Saignant ou à point le greenwashing ?! 8 juin 2010

Et hop un bon petit cas de greenwashing découvert aujourd’hui dans le métro ! Pour augmenter les ventes de viande rouge ou pour contrer la mauvaise réputation méritée de l’élevage intensif, l’interprofessionnelle de la viande bovine sort une campagne de communication qui m’a quelque peu hérissé les poils ..."Le boeuf, une énergie naturelle".

La pauvre Nature est décidément invoquée à toutes les sauces, déjà on avait "Faim de naturel" pour le jambon Herta issu de cochons n’ayant jamais vu un brin d’herbe, maintenant c’est la viande rouge dont l’excès est connu pour favoriser les maladies cardiovasculaires.

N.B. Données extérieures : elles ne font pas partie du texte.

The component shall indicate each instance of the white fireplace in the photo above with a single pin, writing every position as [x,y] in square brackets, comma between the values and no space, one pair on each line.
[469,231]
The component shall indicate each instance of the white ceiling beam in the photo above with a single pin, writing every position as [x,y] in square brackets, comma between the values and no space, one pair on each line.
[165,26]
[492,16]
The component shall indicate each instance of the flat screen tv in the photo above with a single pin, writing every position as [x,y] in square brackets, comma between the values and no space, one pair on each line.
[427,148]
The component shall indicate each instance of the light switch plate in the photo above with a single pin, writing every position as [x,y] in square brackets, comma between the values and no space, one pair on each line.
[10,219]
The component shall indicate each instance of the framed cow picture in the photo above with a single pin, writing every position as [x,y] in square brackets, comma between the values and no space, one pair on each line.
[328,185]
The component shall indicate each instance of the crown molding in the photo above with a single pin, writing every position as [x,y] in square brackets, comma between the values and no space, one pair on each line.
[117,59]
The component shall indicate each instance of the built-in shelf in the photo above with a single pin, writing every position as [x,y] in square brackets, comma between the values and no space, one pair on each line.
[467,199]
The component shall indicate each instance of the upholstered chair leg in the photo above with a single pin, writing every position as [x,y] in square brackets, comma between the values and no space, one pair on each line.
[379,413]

Le pire c’est que l’élevage dans le monde est responsable de près de 20% des émissions de gaz à effet de serre … non seulement faire engraisser ses grosses bêtes nécessite beaucoup d’eau (4000 litres pour l’équivalent d’un steack) et de céréales (7 kilos pour un kilo de viande) mais en plus le méthane qui s’échappe de leurs orifices est 21 fois plus réchauffant que le CO2 dans l’atmosphère.

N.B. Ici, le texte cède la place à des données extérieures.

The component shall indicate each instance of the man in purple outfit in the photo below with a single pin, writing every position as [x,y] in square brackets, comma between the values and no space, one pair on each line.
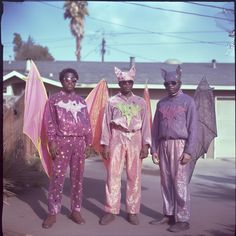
[173,141]
[69,136]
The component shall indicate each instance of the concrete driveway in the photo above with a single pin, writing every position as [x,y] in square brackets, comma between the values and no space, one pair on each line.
[212,202]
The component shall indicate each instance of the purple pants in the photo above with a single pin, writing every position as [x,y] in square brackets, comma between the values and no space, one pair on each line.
[71,153]
[174,180]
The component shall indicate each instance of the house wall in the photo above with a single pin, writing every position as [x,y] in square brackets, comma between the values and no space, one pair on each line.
[222,146]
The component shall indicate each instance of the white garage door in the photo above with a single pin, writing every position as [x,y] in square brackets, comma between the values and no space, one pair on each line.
[225,117]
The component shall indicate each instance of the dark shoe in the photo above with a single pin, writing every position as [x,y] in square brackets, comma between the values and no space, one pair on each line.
[49,221]
[170,220]
[106,219]
[133,219]
[77,218]
[179,226]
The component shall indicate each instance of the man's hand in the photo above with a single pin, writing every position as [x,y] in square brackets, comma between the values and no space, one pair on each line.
[185,158]
[88,151]
[155,158]
[105,152]
[144,151]
[53,150]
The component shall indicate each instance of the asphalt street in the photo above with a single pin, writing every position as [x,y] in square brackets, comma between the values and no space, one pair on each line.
[212,204]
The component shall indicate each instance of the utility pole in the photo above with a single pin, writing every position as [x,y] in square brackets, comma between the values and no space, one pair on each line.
[103,50]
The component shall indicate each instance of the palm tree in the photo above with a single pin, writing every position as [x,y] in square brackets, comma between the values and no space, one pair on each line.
[76,12]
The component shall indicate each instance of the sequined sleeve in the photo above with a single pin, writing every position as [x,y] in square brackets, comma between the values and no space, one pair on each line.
[49,121]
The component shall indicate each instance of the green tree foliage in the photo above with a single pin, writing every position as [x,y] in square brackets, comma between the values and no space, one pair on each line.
[76,12]
[25,50]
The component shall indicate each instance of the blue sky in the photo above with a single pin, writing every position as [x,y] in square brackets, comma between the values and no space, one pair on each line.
[148,31]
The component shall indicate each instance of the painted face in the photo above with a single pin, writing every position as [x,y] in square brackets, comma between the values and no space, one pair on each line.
[69,82]
[172,86]
[126,86]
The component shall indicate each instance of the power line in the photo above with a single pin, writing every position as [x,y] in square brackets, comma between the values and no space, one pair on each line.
[206,5]
[183,12]
[166,43]
[128,53]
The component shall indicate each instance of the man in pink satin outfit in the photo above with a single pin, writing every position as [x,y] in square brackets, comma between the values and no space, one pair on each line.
[69,136]
[126,138]
[174,136]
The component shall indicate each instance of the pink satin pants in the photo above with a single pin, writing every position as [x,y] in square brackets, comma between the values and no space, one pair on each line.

Alors c’est sûr, le boeuf c’est plus naturel qu’un bâton de surimi mais quant à ses bienfaits sur l’homme et la nature, on repassera ! ( OK l’élevage français n’est pas celui des Etats Unis ni de l’Amérique latine mais quand même faut pas pousser mémé dans les orties – j’adore cette expression ;-) )

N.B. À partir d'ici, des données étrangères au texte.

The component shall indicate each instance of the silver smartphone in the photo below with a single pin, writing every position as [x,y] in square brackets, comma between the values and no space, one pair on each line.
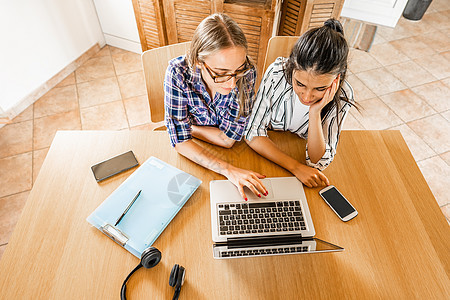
[338,203]
[114,165]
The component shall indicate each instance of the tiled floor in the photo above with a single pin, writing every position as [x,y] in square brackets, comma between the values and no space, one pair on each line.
[403,83]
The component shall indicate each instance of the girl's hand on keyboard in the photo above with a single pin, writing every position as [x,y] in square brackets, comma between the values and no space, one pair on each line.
[310,177]
[240,178]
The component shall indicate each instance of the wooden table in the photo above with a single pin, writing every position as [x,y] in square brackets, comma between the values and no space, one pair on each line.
[396,248]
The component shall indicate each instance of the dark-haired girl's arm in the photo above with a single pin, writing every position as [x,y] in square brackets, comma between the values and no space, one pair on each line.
[316,141]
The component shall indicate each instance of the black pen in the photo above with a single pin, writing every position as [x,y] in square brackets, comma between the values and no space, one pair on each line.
[128,208]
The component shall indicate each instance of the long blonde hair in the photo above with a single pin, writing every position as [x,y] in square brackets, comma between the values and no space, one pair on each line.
[214,33]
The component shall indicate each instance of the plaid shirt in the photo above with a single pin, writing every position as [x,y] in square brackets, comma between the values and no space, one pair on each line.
[188,103]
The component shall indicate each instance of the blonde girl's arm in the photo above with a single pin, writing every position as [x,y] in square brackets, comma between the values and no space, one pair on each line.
[239,177]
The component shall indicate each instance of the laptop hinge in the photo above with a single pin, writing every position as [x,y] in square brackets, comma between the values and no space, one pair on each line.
[262,241]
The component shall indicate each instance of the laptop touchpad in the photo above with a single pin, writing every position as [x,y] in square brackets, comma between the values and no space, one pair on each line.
[268,184]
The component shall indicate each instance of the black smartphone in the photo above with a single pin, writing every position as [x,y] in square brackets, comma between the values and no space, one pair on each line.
[338,203]
[114,165]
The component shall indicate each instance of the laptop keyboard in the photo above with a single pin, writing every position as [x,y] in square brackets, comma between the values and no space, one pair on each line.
[265,251]
[260,217]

Pour en savoir plus, je vous renvoie vers mon précédent billet sur le sujet.

 

J’ai regardé pour vous Capital Terre sur M6 25 mars 2010

... et vous savez quoi ? J’ai trouvé l’émission vraiment bien ! Moi qui ne regardais plus Capital et ses sujets racoleurs depuis des années, j’avoue que j’ai trouvé l’adaptation vraiment réussie et même pertinente. L’angle choisi qui part de notre quotidien en remontant toute la filière de production est incroyablement efficace : que ce soit les chips et l’huile de palme ou le boeuf et l’élevage intensif, la démonstration est implacable car très complète, concrète et argumentée. On voit la matière première et toutes les étapes de fabrication, y compris en usine ce qui est peu courant et croyez moi ça donne envie de se mettre au fourneau plus souvent pour éviter les plats industriels ! La volonté du reportage est de faire prendre conscience de l’impact de ce que l’on mange, impact énorme et le plus souvent insoupçonné.

Il faut juste se faire à l’idée que Guy Lagache est dans un plan sur deux : Guy en Tshirt dans la forêt indonésienne, Guy sur une barque, Guy dans son  4×4, Guy avec une charlotte sur la tête dans une usine, Guy qui goute des pommes de terre cuites au micro-ondes… etc, en même temps on a vu garçon moins agréable à regarder ;-)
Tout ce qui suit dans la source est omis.